Ich habe mich entschieden, das WordPress-Theme zu wechseln. Ich bin zwar ein großer Fan von Study.log, wollte aber aus mehreren Gründen eine Veränderung.

Eine Zeit lang habe ich mit den Artikeln Themen meiner Diss aufgearbeitet und wollte aus the restless machine sozusagen eine Version der Dissertation als Zettelkasten machen – dafür war study.log super. Zuletzt habe ich aber eher an der Diss selbst geschrieben – die musste irgendwann mal fertig werden (und ist es inzwischen). Mal sehen, was jetzt aus diesem Blog hier wird…

Study.log

Ich möchte hier kurz darauf hinweisen, dass ich mein WordPress-Theme geändert habe. Das allein wäre wohl kaum einen Eintrag wert, aber es handelt sich hier um das am MMS der Uni Hamburg entwickelte study.log Theme, das ich wirklich großartig finde. Dass ich Software mag, die nicht strikt chronologisch arbeitet, zeigt sich ja schon durch meine Vorliebe für die Musikproduktionsumgebung Ableton Live. Und jetzt kann ich auch die in diesem Blog erarbeiteten Texte in neuer Form darstellen. Ein Weblog wird weniger eine in McLuhans medialem Rückspiegel betrachtete Variante eines Tagebuchs, sondern löst sich zunehmend von seinen Vorgängerformen und wird vielleicht wirklich ein “knowledge construction tool”. Für McLuhan waren lineare Beweisführungen eh nur ein Relikt der Gutenberg-Galaxis.
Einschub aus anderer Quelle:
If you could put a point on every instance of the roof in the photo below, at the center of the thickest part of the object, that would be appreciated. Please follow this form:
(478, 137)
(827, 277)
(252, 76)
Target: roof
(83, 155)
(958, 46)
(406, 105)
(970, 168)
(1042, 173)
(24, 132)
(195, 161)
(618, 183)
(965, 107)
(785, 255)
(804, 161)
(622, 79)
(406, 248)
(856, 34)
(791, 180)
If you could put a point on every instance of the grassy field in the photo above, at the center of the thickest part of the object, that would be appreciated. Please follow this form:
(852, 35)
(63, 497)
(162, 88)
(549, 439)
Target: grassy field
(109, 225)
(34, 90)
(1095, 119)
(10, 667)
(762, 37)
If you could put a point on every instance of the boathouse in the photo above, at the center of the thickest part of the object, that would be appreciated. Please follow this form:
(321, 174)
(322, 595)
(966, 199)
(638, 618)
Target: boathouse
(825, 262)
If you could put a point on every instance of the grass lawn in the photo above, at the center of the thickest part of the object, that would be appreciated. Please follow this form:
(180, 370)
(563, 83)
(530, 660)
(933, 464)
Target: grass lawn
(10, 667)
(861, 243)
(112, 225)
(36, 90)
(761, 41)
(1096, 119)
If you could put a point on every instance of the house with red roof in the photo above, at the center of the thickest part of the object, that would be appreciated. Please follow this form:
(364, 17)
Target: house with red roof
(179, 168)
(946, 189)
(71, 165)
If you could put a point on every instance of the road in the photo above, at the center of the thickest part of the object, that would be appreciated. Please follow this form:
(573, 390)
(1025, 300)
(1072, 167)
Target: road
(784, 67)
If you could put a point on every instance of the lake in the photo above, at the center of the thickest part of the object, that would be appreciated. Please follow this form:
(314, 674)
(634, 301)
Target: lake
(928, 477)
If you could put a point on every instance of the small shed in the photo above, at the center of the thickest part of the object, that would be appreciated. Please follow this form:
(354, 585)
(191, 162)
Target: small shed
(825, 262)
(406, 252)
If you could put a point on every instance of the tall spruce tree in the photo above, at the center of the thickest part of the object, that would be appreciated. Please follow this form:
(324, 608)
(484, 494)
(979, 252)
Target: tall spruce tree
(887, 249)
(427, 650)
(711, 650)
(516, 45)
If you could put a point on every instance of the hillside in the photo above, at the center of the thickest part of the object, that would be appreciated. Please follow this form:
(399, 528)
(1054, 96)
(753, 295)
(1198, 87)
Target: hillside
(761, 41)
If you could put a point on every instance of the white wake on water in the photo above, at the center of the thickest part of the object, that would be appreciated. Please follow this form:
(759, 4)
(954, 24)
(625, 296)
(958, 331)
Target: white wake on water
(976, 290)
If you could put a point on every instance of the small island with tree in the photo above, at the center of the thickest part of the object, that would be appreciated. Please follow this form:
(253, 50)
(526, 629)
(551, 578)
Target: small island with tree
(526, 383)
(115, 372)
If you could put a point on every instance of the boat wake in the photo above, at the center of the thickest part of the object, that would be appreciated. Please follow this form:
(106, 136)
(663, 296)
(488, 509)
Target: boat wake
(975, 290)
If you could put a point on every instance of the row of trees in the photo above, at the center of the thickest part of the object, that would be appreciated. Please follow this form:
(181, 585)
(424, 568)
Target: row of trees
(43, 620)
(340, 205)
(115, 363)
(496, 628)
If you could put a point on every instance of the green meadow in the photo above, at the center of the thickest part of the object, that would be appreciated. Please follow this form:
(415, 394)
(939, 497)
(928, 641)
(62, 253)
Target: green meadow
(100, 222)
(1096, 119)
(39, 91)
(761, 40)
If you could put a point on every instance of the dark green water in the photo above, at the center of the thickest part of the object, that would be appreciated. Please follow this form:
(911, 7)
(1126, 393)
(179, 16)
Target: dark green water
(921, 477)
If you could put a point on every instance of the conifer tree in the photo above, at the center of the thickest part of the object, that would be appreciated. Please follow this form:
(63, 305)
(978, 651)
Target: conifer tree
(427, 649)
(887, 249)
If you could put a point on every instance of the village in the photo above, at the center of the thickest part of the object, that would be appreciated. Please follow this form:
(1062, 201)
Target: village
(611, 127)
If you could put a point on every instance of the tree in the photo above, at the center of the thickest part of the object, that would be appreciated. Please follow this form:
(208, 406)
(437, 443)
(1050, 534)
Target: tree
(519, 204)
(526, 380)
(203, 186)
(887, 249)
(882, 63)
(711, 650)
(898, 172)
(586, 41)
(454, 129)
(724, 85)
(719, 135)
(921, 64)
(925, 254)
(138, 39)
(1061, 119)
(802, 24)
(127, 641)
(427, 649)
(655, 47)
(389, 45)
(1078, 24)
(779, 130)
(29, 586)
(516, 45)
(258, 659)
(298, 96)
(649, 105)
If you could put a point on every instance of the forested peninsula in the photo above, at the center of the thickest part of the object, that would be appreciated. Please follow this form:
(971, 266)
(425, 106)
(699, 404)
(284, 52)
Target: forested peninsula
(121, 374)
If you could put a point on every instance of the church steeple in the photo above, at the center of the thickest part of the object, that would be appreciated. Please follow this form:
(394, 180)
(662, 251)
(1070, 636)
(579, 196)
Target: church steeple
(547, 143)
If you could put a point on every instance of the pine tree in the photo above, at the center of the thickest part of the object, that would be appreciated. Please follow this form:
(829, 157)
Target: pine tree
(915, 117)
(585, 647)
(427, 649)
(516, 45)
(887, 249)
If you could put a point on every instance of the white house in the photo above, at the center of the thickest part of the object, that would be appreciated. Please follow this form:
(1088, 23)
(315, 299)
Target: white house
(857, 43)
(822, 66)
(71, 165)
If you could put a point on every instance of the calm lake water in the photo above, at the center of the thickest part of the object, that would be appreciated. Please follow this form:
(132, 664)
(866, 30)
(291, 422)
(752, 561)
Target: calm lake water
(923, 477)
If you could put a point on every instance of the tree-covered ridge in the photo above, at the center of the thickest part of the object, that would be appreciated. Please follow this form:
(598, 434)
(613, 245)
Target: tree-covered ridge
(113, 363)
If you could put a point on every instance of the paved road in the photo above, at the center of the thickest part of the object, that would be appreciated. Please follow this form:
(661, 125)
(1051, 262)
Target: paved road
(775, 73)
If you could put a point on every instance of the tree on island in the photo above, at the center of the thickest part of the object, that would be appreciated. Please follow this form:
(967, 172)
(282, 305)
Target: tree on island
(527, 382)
Eigentlich war [und ist dies immer noch] study.log eine eigenständige Software zur Verwaltung von digitalen Medieninhalten, seit gestern gibt es eine erste offizielle Beta der WordPress-Implementation als Download. Wenn ich mich nicht irre, wird es study.log demnächst auch für nicht selbst verwaltete, sondern nur bei WordPress online eingerichtete Seiten geben. Infos dazu und den Download des Themes gibt es im study.blog.

In der Sidebar kann man zwischen klassischer, fortlaufender Blog-Ansicht und dem Docuverser umschalten.